An interview on December 18, 2020, at 1:55 PM with EMP6 confirmed the tuberculin solution was opened October 10, 2020. No discard date was documented on the vial of the tuberculin solution. EMP6 stated "I think the vial is good for 30 days after opening, so it's expired now."






















Plan of Correction:

The Center Manager is responsible for maintaining a safe and sanitary environment and will address findings no later than 4/30/21.

In the instrument decontamination room, a new soaking bin and measurement pitcher (gallon) has been purchased and is now in use. The Center Manager (CM) provided staff training on the procedure for instrument soak from the Infection Control Plan at their 2/16/21 site meeting. Documentation of this training will be maintained in training files. The CM is responsible for ensuring compliance to instrument soaking procedure and will monitor staff weekly for 4 weeks addressing any concerns immediately. The CM will then monitor monthly for 3 months on an unannounced schedule and resume annual review. The facility conducts annual monitoring of staff in this rotation and on all infection control procedures. Documentation of monitoring will be completed via email and available for review. The CM will report on monitoring efforts at next quarterly Infection Control Committee. Reports from the Infection Control Committee are included in the quarterly CRQM report to the Board of Directors (Governing Body). The Director of Patient Services will ensure completion of the Plan of Correction.

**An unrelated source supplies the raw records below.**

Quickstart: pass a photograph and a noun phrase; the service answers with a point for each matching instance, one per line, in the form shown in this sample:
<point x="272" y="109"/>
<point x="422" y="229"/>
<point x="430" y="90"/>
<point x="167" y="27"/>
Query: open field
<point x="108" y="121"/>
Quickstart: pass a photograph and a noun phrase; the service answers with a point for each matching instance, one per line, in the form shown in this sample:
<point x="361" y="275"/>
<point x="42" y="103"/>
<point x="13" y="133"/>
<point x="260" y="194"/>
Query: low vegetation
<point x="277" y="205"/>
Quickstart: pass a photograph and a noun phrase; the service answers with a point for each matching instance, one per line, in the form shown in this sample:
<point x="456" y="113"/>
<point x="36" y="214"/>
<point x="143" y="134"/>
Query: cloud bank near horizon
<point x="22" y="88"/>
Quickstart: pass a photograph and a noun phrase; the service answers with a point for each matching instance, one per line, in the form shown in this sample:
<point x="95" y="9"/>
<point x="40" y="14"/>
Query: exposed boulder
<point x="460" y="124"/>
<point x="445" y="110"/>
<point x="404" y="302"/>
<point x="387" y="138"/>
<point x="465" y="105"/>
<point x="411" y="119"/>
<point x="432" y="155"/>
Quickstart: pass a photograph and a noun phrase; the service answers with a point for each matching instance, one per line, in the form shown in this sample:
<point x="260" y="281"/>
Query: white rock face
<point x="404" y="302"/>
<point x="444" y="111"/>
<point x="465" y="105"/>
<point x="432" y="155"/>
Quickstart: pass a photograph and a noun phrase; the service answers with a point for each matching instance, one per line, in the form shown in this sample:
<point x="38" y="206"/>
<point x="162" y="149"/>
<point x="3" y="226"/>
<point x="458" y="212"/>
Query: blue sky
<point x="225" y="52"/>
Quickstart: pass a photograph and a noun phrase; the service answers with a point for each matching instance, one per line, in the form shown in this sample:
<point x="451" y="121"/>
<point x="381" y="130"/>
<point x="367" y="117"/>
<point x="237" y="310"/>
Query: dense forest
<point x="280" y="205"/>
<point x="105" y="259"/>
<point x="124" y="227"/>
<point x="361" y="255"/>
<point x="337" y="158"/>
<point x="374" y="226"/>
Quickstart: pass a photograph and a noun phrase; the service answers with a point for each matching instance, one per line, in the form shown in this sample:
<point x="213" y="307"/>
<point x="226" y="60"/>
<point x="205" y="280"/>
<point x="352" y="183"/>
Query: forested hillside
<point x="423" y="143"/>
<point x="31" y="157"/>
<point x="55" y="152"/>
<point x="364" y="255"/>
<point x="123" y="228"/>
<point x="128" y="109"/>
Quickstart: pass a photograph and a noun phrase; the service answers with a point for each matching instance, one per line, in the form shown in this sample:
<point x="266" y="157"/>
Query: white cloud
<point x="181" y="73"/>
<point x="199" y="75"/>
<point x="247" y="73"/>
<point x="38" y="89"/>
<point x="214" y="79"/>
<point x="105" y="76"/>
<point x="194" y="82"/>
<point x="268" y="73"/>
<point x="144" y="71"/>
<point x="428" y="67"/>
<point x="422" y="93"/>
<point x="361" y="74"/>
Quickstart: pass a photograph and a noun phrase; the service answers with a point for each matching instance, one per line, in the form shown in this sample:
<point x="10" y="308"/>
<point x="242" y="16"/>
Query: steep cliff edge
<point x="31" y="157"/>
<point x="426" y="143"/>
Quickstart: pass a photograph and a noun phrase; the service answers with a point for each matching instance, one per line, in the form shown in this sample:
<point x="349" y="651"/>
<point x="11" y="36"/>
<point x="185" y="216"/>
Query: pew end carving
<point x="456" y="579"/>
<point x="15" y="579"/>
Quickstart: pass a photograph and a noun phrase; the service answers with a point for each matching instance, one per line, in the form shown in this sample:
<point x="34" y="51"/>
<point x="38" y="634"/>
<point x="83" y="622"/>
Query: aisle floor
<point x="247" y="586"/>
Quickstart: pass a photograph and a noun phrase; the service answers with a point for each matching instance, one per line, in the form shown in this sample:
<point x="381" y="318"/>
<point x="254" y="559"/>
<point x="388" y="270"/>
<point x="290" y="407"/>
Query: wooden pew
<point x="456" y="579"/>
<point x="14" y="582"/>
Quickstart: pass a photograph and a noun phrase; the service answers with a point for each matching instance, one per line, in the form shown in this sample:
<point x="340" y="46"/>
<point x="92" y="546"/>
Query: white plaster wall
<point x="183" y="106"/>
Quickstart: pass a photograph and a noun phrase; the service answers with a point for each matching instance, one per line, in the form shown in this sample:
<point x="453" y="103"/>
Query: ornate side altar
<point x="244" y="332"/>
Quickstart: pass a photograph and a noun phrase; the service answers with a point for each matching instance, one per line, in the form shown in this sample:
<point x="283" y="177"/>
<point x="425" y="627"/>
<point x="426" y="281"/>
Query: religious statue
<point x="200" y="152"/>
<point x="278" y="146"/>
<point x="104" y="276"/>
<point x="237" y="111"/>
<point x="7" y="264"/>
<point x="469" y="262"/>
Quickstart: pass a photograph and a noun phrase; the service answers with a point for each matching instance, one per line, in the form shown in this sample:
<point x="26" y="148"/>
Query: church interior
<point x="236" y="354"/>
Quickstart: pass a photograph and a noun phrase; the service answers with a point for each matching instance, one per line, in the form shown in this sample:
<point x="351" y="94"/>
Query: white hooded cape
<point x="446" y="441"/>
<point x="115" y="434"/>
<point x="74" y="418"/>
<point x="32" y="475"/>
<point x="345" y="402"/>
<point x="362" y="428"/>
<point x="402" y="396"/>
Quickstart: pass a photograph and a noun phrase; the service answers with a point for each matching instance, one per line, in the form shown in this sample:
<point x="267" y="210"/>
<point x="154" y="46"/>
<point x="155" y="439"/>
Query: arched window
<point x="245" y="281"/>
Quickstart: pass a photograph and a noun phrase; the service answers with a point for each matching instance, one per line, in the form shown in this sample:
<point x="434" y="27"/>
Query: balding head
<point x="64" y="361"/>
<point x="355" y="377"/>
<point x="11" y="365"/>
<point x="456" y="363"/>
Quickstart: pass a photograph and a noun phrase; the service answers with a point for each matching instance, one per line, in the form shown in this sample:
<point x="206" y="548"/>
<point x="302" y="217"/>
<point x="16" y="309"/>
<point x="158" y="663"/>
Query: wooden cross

The facility maintains multiple refrigerators - lab reagents/lab specimens, medication, and patient nourishment.
For the patient nourishment fridge, a temperature log will be added which will require daily monitoring of temperature and will increase monitoring of gingerale found is this fridge. The Center Manager will review the requirement to note date open on each bottle and how to determine expiration date for the gingerale (either on the bottle or using the company code for determining date) with all recovery room staff and document training using sign-off sheet.

In the medication fridge, the opened vial of tuberculin solution was removed and discarded immediately. All facility staff will receive training (retraining) on the Infection Control Plan related to proper storage and labeling of medication. In addition, labels with storage requirements will be added to all refrigerators. The Center Manager (in collaboration with Director of Clinical Services) will provide staff retraining, maintain documentation of training, and monitor compliance. The Center Manager will monitor the refrigerators weekly for 4 weeks and if compliant monthly monitoring will resume. Monitoring and any findings will be documented using the temperature logs, which are specific to each fridge. The CM will report on remediation and monitoring efforts at next quarterly Infection Control Committee. Reports from the Infection Control Committee are included in the quarterly Compliance, Risk, and Quality Management (CRQM) report to the Board of Directors (Governing Body). The Director of Patient Services will ensure completion of the Plan of Correction.